Chha Maana Atha Guntha (Six Acres and a Third) by Fakir Mohan Senapati is one of the first modern novels in the Odia language. Senpati is regarded as the father of Modern Odia Literature. In colonial India, well before the freedom movement became prominent, he fought to preserve the Odia identity in the face of a foreign cultural and linguistic erasure by the British. His works depict the social, religious, and cultural experiences of people in the Indian state of Odisha, commenting on the unjust systems of zamindari and, in the larger context, the colonial rule.
In this provincial novel, we encounter a nefarious zamindar, Ramachandra Mangaraj. The Zamindars were the land-owning nobility in India since the Mughal era. Their titles were hereditary and came with the power to collect taxes on behalf of the imperial courts. Historically, the Zamindars were seen as a greedy, ruthless entity denoting the systemic shortcomings, especially during the British Raj and in the decade after India’s independence.
In his zamindari, Fatepur Sarsandha, Mangaraj exploits the poor peasants, using crooked ways to annex land and push high-interest debt on the villagers. He harasses the lower classes, scams his relatives, and abuses his wife. His interminable greed drives the story forward. Anyone unfortunate enough to come under his notice is marked to suffer. It would be funny if this weren't an accurate depiction of the many zamindars of the era.
The story’s narrator is sardonic, humorous, and unbiased. Senapati’s astute depiction of Mangaraj’s village highlights the sharp features of social, religious, gender, and economic structures influencing the lives of every man, woman, and animal in it. He lets the readers observe how these underlying forces shape everyday life, often bringing our attention to contradictions in people’s stature and behaviour, to their words and actions, with charming sarcasm and unyielding clarity.
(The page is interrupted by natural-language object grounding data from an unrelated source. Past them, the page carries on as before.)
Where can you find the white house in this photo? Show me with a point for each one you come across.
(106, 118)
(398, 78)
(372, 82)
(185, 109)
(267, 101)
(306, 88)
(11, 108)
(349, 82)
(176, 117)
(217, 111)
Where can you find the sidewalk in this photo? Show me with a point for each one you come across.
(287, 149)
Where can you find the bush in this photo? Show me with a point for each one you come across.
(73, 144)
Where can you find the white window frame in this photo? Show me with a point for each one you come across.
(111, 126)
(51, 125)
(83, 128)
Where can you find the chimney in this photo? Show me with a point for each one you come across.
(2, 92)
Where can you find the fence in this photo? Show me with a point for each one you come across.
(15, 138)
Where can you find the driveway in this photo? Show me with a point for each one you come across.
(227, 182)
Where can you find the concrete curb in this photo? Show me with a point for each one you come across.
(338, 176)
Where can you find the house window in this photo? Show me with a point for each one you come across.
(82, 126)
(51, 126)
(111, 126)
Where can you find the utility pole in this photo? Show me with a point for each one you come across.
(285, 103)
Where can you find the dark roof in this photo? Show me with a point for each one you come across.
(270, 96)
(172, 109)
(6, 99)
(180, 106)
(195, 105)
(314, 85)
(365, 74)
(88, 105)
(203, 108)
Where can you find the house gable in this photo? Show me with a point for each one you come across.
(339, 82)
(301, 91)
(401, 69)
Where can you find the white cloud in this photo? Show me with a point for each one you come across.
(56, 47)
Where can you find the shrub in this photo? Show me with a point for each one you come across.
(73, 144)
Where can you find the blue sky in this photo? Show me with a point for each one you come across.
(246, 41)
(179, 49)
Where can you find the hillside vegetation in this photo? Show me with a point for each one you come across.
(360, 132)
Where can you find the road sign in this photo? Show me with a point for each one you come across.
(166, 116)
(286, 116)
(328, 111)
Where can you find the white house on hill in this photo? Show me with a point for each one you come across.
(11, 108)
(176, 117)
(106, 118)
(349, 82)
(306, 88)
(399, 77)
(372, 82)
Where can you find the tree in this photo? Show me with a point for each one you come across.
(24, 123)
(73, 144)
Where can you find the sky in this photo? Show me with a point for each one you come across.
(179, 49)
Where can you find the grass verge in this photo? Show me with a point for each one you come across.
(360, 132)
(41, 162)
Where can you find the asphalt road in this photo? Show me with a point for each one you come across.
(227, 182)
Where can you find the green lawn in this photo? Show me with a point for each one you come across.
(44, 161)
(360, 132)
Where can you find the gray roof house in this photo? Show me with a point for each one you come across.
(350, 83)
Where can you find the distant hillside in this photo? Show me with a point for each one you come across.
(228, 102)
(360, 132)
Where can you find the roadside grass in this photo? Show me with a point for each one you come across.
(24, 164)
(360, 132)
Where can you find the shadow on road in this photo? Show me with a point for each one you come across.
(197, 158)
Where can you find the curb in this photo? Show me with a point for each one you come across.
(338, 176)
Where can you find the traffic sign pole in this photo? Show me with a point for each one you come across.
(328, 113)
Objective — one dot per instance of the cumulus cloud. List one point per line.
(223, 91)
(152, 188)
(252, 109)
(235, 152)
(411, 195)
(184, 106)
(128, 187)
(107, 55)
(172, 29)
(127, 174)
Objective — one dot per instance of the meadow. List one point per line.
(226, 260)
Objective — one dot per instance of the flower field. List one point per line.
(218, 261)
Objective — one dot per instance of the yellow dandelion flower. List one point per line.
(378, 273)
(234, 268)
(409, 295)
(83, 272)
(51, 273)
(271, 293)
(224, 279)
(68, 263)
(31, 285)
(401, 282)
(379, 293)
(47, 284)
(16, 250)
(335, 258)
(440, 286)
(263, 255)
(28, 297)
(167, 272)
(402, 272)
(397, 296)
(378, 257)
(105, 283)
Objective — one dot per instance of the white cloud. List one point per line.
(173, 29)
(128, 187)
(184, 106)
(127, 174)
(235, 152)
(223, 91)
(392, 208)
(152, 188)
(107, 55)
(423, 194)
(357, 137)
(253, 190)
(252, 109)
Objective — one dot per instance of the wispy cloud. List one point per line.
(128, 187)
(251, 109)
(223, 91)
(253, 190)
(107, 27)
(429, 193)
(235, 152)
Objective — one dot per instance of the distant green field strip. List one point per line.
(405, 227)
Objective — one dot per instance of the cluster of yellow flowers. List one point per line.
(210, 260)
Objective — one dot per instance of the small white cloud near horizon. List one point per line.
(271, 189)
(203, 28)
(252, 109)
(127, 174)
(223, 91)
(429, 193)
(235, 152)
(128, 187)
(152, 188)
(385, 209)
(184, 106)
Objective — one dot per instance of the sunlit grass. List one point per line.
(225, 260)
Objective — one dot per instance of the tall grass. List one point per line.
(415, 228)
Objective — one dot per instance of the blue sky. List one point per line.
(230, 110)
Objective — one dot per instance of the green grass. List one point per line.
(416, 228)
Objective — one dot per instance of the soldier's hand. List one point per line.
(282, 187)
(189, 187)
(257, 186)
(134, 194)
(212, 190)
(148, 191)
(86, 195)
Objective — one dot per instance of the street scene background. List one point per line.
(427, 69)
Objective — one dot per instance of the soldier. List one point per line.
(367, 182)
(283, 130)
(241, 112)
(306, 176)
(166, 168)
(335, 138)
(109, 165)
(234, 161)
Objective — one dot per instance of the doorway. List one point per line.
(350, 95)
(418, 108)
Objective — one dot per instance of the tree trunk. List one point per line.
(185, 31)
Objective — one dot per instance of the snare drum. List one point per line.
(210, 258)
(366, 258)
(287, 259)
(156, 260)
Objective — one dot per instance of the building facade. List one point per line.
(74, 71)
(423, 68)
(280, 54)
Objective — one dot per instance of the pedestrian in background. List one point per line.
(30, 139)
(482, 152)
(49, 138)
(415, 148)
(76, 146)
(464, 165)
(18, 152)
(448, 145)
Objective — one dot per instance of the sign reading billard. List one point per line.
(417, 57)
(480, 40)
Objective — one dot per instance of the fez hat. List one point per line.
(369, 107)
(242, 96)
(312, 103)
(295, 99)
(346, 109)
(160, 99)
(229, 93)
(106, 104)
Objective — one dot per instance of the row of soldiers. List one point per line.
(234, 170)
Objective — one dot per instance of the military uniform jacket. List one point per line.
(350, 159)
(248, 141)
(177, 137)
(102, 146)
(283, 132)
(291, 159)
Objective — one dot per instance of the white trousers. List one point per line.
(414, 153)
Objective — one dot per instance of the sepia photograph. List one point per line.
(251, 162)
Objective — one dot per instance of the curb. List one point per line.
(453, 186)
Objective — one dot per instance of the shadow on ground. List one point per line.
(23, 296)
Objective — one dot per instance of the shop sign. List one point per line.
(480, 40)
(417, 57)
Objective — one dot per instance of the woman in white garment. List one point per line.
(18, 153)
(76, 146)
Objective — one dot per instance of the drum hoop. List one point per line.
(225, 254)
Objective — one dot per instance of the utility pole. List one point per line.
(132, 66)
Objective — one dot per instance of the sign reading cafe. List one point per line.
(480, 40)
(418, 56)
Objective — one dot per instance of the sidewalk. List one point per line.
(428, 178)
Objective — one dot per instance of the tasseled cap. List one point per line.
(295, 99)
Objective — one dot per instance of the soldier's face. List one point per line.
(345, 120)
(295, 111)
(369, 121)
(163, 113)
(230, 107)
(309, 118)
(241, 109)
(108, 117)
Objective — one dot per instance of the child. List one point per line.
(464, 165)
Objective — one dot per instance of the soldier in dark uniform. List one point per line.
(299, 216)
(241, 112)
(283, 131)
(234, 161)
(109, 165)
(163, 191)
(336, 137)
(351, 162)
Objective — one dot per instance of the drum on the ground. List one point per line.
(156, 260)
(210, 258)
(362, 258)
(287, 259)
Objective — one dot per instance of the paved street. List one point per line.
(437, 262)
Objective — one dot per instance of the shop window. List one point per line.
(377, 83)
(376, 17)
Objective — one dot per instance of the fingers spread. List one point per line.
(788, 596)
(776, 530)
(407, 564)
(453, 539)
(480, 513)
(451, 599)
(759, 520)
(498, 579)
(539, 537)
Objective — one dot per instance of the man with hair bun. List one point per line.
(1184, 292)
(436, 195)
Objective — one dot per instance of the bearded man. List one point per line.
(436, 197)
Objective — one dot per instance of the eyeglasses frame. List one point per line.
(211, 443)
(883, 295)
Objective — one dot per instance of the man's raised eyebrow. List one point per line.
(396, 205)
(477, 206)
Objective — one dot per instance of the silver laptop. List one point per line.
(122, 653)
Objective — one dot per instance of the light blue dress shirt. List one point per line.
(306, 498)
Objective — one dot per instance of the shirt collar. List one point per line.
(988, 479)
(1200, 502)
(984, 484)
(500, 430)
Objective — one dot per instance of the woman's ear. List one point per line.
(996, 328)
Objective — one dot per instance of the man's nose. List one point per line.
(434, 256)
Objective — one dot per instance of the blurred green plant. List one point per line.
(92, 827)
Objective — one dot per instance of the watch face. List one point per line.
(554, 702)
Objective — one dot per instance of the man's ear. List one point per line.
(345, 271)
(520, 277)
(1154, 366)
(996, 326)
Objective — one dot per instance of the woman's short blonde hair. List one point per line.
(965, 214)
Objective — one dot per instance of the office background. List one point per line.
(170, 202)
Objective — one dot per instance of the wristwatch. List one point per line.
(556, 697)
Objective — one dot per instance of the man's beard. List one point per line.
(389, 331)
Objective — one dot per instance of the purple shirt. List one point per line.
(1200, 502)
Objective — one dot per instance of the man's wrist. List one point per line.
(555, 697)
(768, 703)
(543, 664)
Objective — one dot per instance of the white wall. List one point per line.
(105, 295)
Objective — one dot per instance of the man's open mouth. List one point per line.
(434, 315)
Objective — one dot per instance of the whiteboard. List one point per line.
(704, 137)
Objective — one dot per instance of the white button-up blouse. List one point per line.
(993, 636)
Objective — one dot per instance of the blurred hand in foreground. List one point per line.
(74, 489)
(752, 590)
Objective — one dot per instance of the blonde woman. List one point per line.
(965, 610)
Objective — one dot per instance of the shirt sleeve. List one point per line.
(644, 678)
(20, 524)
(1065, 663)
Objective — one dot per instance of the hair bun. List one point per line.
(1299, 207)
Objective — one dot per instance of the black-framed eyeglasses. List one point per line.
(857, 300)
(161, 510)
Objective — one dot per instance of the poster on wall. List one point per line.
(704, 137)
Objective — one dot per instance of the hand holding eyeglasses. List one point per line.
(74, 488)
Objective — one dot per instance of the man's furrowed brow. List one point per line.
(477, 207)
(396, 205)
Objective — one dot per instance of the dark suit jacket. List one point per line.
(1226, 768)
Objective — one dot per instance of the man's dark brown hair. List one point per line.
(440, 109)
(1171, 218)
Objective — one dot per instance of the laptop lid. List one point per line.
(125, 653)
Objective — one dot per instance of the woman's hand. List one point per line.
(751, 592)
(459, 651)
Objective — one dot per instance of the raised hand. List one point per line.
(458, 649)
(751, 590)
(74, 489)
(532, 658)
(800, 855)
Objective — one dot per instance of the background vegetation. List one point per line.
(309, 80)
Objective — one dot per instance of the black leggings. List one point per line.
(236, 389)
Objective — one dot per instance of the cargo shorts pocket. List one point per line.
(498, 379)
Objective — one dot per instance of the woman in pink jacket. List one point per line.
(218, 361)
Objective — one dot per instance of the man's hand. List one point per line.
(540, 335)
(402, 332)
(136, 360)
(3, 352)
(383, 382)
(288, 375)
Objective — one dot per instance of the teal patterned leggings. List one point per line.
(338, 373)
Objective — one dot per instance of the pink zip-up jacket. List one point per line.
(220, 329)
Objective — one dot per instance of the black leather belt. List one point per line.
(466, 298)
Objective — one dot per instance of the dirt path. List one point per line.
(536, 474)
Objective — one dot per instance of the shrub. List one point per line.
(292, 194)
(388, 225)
In this village haunted by an evil landlord, the foreign system and the slow erasure of regional cultural identity are subtle, but evident to keen eyes. Senapati makes several references to the encroaching British culture, calling the younger generation educated in English as babus. He pokes fun at the undesirable British presence in the fringes of the novel. In a scene where Mangaraj is produced in front of the judge under a murder charge, an English doctor testifies about the post-mortem of the victim and introduces himself as “My name is A.B.C.D. Douglas; Father’s name: E.F.G.H. Douglas.” I couldn’t help but laugh out loud.
Senapati impresses you with both his wit and technique. The writing is ahead of its time. At a time when the structure and concept of the novel were still beginning to develop in India, Senapati stands tall as a pioneer. His unreliable narrator and their non-linear narration are masterful. You learn about events before you understand their significance. You are told a murderer is arrested, pages before the murder is described. You are left to guess the significance of every occurrence in this seemingly mundane village.
In the end, this is a fable-esque story of good vs evil, which can never get tiring. Before picking up this book, I had just completed reading Elsa Morante’s ‘The History’. As I read the dreadful tale of Mangaraj’s exploitation, I was unsure if I could handle any more bleak realism. However, Senapati gives the tale a morally succinct ending, in which those who do evil receive their due punishment. He does retain a part of the bleak realism when he suggests that the wheel will continue to spin, and even when those in power change, the people beneath them will continue to suffer. I could cope with that aphorism.
When I was young, I used to watch old Kannada movies on television along with my grandparents. One of my favourite movies, which I would watch every single time it was telecast, was Bhootayyana Maga Ayyu (Bhootayya's Son Ayyu). It is a story of greed, community, evil landlords, and humble village folks. It remains one of the core stories that influenced how I think and interact with the world, with a sweet nostalgia accompanying it. Senapati’s Chha Maana Atha Guntha brought back these memories for me. It is, in essence, very similar to many Indian movies from the 1950s to the 1970s. A recently independent country still had to fight its own evils, and the Zamindars were a core symbol of exploitation and injustice at the time.
I wish more Indian novels of the era would be translated and brought back into the mainstream. Without these, we are left with an incomplete picture of India under the British, focusing on the milestone moments of the British Raj and the Indian Independence Movement. But what of the common folk? What of the people whose lives remained the same, even under the revolving identities and names of their oppressors?